The Cost of Not Knowing AI
When we talk about AI, we tend to focus on results: what it can do, where it’s going, how it’s outperforming humans in task after task. But far less attention goes to what feeds these systems — and what that means for the people behind the data.
Because AI doesn't just learn from facts. It learns from us. From our language, our clicks, our routines, our creations. From posts scraped without consent. From forum threads and images and even medical datasets many never knew were being used.
In 2024, The Atlantic revealed how much of its archive - going back decades - was used without authorization to train commercial AI models. Reddit, StackOverflow, X (formerly Twitter), and countless forums followed suit. In May 2024, a class action lawsuit was filed against OpenAI for allegedly training ChatGPT on private data, including emails and chats, without users’ knowledge or consent.
These are urgent copyright and digital consent issues. About a knowledge economy increasingly built not on participation, but extraction.
The Illusion of “Opt-In”
We live in a world where most people never actively agreed to their data training large language models. But now, that data is encoded, weighted, and regurgitated through AI tools that shape search engines, hiring decisions, ad targeting, and even creative industries.
It’s a quiet kind of dispossession: the normalization of being mined, modeled, and mimicked by systems you don’t control and likely never will.
What We Risk Losing
If AI becomes the dominant interface of the internet — mediating what we see, how we work, and how we communicate — then who trains it, and how, becomes a matter of power.
When data is centralized, history becomes editable and when systems remember everything, your freedom online starts to sound the danger alarm.
That’s why AI literacy goes beyond how to use tools like ChatGPT or Midjourney and deals with the very boundaries that we, the people, the users, are aware of and vigilent enough to speak for.

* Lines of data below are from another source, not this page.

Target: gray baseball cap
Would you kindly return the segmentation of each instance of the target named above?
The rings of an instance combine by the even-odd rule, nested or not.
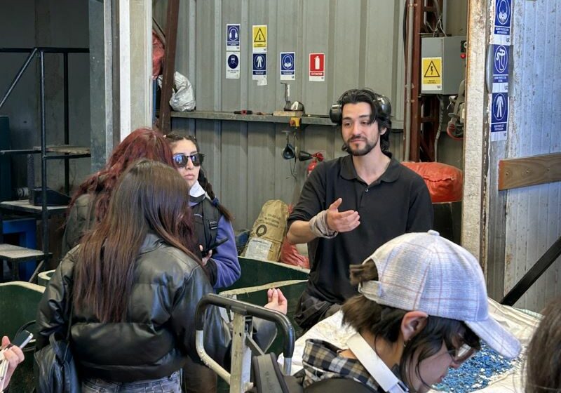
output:
[[[485,279],[475,258],[436,231],[405,234],[382,245],[372,260],[379,279],[358,291],[379,305],[464,321],[505,357],[516,357],[518,340],[489,314]]]

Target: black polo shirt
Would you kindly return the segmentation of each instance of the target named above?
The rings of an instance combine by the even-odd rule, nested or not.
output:
[[[318,165],[306,181],[300,200],[288,218],[309,221],[337,198],[339,211],[355,210],[360,225],[333,239],[308,244],[311,270],[307,292],[323,300],[342,303],[356,294],[349,266],[362,263],[380,246],[406,232],[426,232],[433,226],[433,206],[423,179],[395,159],[371,185],[358,178],[352,156]]]

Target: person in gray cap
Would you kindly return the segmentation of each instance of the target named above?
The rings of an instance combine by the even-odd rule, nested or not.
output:
[[[351,267],[359,294],[343,305],[357,333],[339,349],[306,342],[306,393],[427,392],[450,368],[480,349],[480,340],[507,358],[516,338],[489,314],[477,260],[435,231],[400,236]]]

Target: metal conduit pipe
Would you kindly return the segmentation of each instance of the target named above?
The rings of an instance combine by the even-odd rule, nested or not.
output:
[[[412,79],[411,69],[413,67],[413,15],[414,13],[414,0],[409,0],[407,9],[407,73],[405,74],[405,130],[404,143],[405,151],[403,161],[409,161],[411,152],[410,140],[411,139],[411,82]],[[405,15],[404,15],[405,18]]]

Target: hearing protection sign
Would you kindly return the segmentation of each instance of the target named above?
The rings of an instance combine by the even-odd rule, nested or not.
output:
[[[226,79],[240,79],[240,53],[226,53]]]
[[[421,70],[423,81],[421,90],[442,91],[442,58],[423,58]]]
[[[240,50],[240,24],[228,23],[226,25],[226,50]]]
[[[295,52],[280,52],[280,80],[294,81],[296,79]]]
[[[493,21],[493,43],[511,44],[512,0],[495,0],[495,19]]]
[[[267,25],[253,25],[252,41],[254,53],[265,53],[267,51]]]

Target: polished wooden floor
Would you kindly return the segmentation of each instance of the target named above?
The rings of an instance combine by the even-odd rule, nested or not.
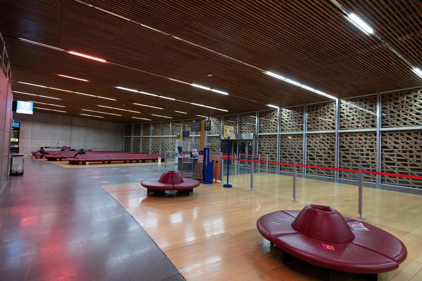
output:
[[[331,206],[343,216],[357,213],[357,187],[298,179],[292,199],[292,177],[255,174],[231,177],[233,187],[201,185],[193,196],[172,199],[147,195],[138,183],[103,186],[139,223],[188,280],[324,280],[324,270],[298,261],[284,265],[281,252],[257,232],[261,216],[277,210],[300,210],[310,203]],[[364,188],[364,215],[369,223],[395,235],[406,245],[407,259],[379,280],[422,280],[422,196]],[[358,276],[335,272],[335,280]]]
[[[33,157],[27,157],[27,158],[32,158]],[[124,163],[123,162],[112,162],[111,164],[108,164],[107,163],[103,163],[100,162],[87,162],[86,165],[83,165],[82,164],[79,164],[79,165],[70,165],[69,164],[68,161],[66,161],[65,160],[62,160],[61,161],[59,161],[57,160],[57,161],[47,161],[47,159],[45,158],[42,158],[41,159],[35,159],[35,160],[38,160],[39,161],[46,161],[47,163],[51,163],[52,164],[55,164],[56,165],[58,165],[62,167],[64,167],[65,168],[67,168],[68,169],[77,169],[78,168],[87,168],[88,166],[89,166],[91,168],[94,167],[124,167],[124,166],[151,166],[151,165],[157,165],[157,162],[154,162],[151,161],[145,162],[144,163],[142,163],[141,162],[139,162],[138,163],[134,162],[133,163],[130,163],[127,162],[126,163]],[[167,161],[167,165],[171,165],[172,164],[174,164],[174,160],[170,160]],[[164,166],[164,162],[161,162],[160,164]]]

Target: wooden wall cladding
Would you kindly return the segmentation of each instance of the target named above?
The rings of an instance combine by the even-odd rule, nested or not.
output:
[[[125,124],[123,125],[123,135],[132,136],[132,124]]]
[[[233,132],[237,134],[237,123],[238,123],[237,114],[234,115],[228,115],[223,117],[223,126],[232,126],[233,127]]]
[[[364,170],[376,169],[376,133],[360,132],[341,133],[339,134],[339,167],[358,169],[362,165]],[[363,174],[363,180],[374,183],[376,176]],[[357,180],[358,174],[339,172],[338,177]]]
[[[280,130],[281,132],[297,132],[303,131],[303,106],[281,108]]]
[[[166,151],[169,150],[170,149],[170,137],[162,136],[161,144],[160,145],[160,154],[162,156],[164,155],[164,153]]]
[[[192,129],[192,122],[193,122],[193,119],[186,119],[183,120],[183,131],[189,131],[190,132],[189,134],[191,136],[192,134],[190,130]],[[184,139],[184,140],[186,140]]]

Here are some common sense questions we all should be asking:
- Who owns the data AI learns from?
- Who decides which information is emphasized or erased?
- What rights do creators, educators, and citizens have over their input?
- Can AI be trained on ethical constraints — and who defines those ethics?
And most critically: what infrastructures are we building to support transparent, decentralized, and self-determined models?
Our Position at SourceLess Labs Foundation
We believe AI should serve human dignity, not override it. And that begins with infrastructure — where identity, data, and computation are not trapped in walled gardens.
This is why SourceLess builds:
- Private computation frameworks where AI agents operate transparently and serve their users, not just the companies behind them.
- Verifiable digital identities through STR.Domains, where the user owns their credentials — portable, encrypted, and not issued by a third-party app.
- Decentralized learning and collaboration spaces — so creators and educators aren’t forced to trade privacy for access.
We believe human literacy in this new era must include infrastructural awareness not just how to use tools, but how they’re made, maintained, and monetized.
Because in the end, the systems we train will reflect not just our inputs but our intentions.